ÉPOCA – O que acha da religiosidade e do sincretismo humanos?
Shermer –
Sou ateu e sou otimista. Até a Idade Média, éramos uma espécie controlada pela fé e dominada por suas crendices e seus medos. Hoje, dezenas de milhões de pessoas nos países ricos se declaram ateias. A religiosidade, pelo menos na Europa e nos Estados Unidos, recua ano a ano.

 

ÉPOCA – Não é assim no Brasil nem nos países em desenvolvimento.
Shermer –
À medida que o padrão de vida subir, a elevação da escolaridade e da educação científica reduzirá o porcentual de religiosos na população. É um caminho sem volta. Basta os governos investirem em educação de qualidade.

 

ÉPOCA – Um argumento dos religiosos para desqualificar os ateus é que eles escolheram não crer num deus e que essa é sua crença.

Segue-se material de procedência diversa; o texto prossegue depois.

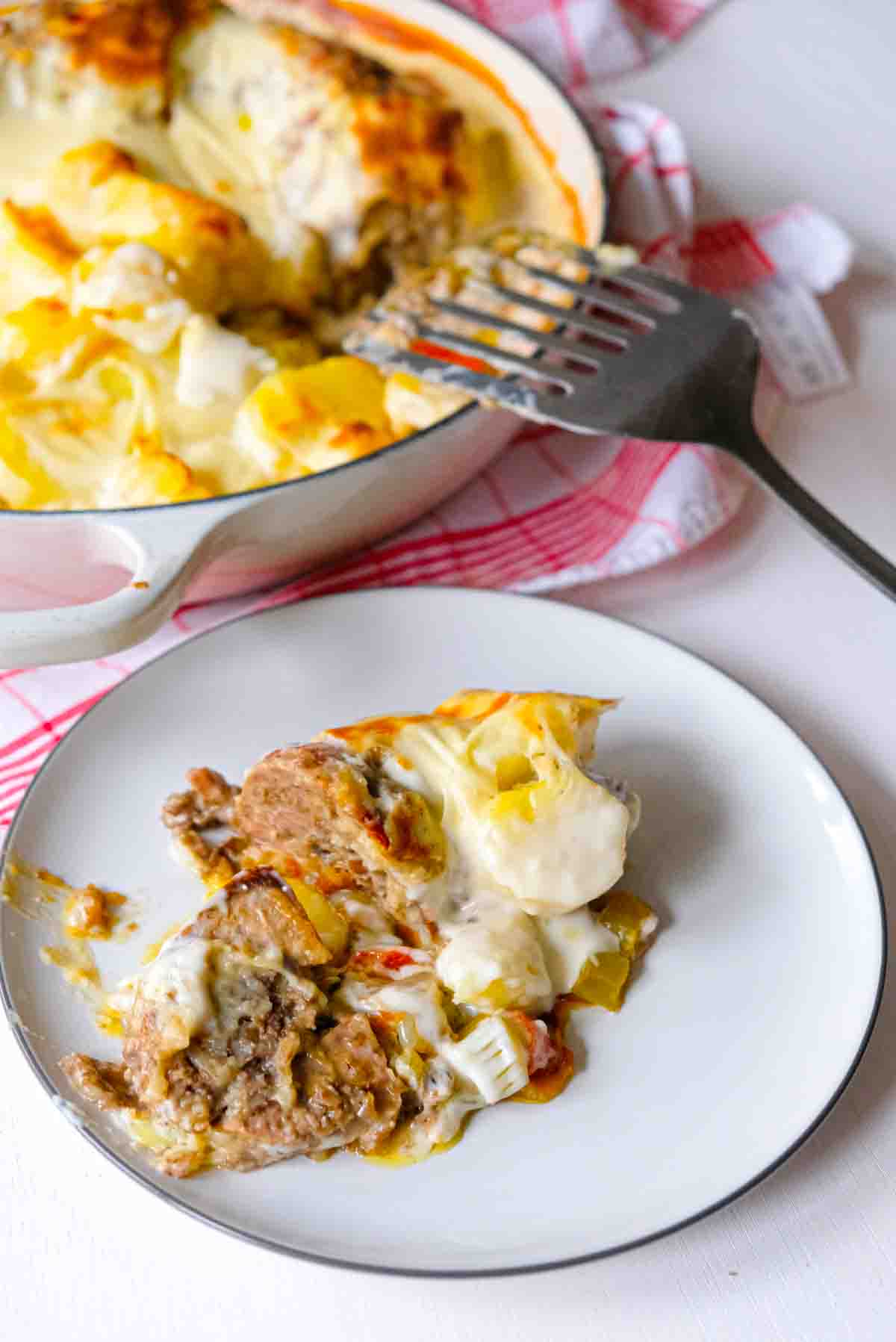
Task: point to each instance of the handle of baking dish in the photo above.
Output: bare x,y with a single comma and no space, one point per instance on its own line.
165,553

Shermer – Se os religiosos querem acreditar num deus bondoso, num paraíso com 100 mil virgens ou seja lá o que for, não dou a mínima. Os religiosos não me interessam. O que me interessa são as centenas de milhões de pessoas que não seguem religião nenhuma e nunca vão à igreja.

 

ÉPOCA - Quer dizer que, para o senhor, a religião é inofensiva?

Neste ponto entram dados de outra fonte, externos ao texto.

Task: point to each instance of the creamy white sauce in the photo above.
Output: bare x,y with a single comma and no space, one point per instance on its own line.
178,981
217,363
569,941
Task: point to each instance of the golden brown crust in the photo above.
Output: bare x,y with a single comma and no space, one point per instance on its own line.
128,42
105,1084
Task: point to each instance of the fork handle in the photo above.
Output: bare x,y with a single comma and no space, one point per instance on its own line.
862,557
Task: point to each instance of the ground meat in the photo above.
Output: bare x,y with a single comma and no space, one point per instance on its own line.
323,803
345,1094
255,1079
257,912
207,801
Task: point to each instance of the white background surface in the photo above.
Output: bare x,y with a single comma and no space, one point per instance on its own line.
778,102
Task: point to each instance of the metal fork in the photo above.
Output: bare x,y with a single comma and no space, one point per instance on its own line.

Michael Sermer - O problema começa quando seus seguidores usam a religião para lançar aviões contra arranha-céus, jogar bombas em clínicas de aborto (nos Estados Unidos), mutilar mulheres, restringir os direitos individuais e alterar a legislação para proibir o ensino da evolução. Eles querem obrigar as crianças a aprender o criacionismo, uma doutrina religiosa travestida de verdade científica." (Mchael Shermer, Época, 16 de janeiro de 2012, pág. 56).

 

Falando em "esquisitices", pensemos na seguinte história:

 

"Um ser onipotente, onisciente, justo e bom, cria um planeta, depois o Sol, a Lua e todas as estrelas.  Entre os seres vivos que coloca nesse planeta, faz um à sua imagem e semelhança.

 

O homem, o representante de ser chamado deus, comete uma pequena desobediência quando um réptil fala para sua fêmea comer uma fruta proibida, e, como castigo dessa transgressão, esse deus bom condena à morte, não só a mulher, o homem e a cobra, mas todos os seres vivos, até os vegetais, e toda a descendência de todos eles paga eternamente pelo deslize do casal que deu ouvido a uma serpente.

 

Quase dois mil anos depois, esse ser onisciente se arrepende de ter criado o homem e decide matar, não somente a decepcionante humanidade, mas todos o mundo animal; porém deixa exemplares de todas as espécies (ou quase todas?), mandando seu homem escolhido colocar tudo num grande barco, que seria minúsculo diante de tantas espécies de viventes.

 

Após cinco meses de inundação, o homem solta todos os animais no cume da montanha mais alta da Ásia, e em pouco tempo, algumas das espécies viventes abandonam a Ásia, atravessa o Oceano Atlântico - não se explicou como - e vem povoar as Américas. 

 

Depois que o planeta fica repovoado, com uma humanidade extremamente desobediente, o ser onisciente escolhe um homem lá no Oriente Médio, cuja descendência deverá ser seus representantes, e, para premiá-los, manda que eles matem na região prometida todos os outros humanos, como se fossem grupos de ratos, serpentes, ou seres daninhos semelhantes.

 

E, como seu povo escolhido inexplicavelmente não consegue cumprir o que determina esse deus, algum tempo depois, ele resolve mandar seu próprio filho ao mundo para morrer dando seu sangue para expiar os pecados de toda a humanidade, inclusive daqueles povos que antes deveriam ser mortos a espada para desocupar a terra prometida; e aí, esse deus abandona seu povo escolhido e promete um reino sobrenatural a todos os que aceitarem aquele deus sacrificado como o seu salvador, e ameaça com uma tortura extrema e sem fim quem não acreditar nesse conto tão estranho.

 

Por que uma grande maioria da humanidade acredita em uma estória dessa?  Parece até difícil explicar, mas isso ocorre simplesmente porque os adeptos dessa crença conseguiram subjugar a maior parte do mundo impondo suas idéias à custa de prisão, tortura e assassinato.  O mais incrível é isso prevalecer ainda no século XXI, quando, na maior parte do mundo, já existe liberdade de pensamento!